Demi menjaga sekaligus meningkatkan konsistensi minat baca yang tinggi tersebut, Atalia mengusulkan agar wajah perpustakaan umum segera dirombak menjadi sebuah wadah pusat pengetahuan atau knowledge hub.
Konsep ruang baca konvensional perlu dimodifikasi menjadi ruang kerja bersama (co-working space) gratis, studio pembuatan konten podcast sederhana, hingga ruang diskusi publik. Hal senada turut diamini oleh pakar kebahasaan Ivan Lanin yang menegaskan bahwa kebiasaan membaca dibentuk dari sebuah fondasi identitas diri, bukan sekadar urusan kelengkapan fasilitas rak buku harian.

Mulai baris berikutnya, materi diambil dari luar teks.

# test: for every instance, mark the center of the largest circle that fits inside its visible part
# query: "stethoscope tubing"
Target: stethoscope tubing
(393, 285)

Di sisi lain, Kepala Prodi Perpustakaan Universitas Widyatama, Haria Saputry, memberikan sudut pandang unik dengan menilai kegiatan literasi ini sebagai sarana terapi stres (stress therapy) yang efektif bagi para remaja. Karakteristik komunal Gen Z yang rentan mengalami kecemasan akibat kelelahan digital dapat diredam melalui aktivitas membaca buku fiksi secara santai.
Ruang baca yang tenang dan estetik, seperti tren cafe library yang kini marak di media sosial, terbukti ampuh membantu menurunkan detak jantung, memilah informasi sehat, sekaligus menjaga kestabilan kesehatan mental mereka dari dampak buruk arus informasi liar di internet.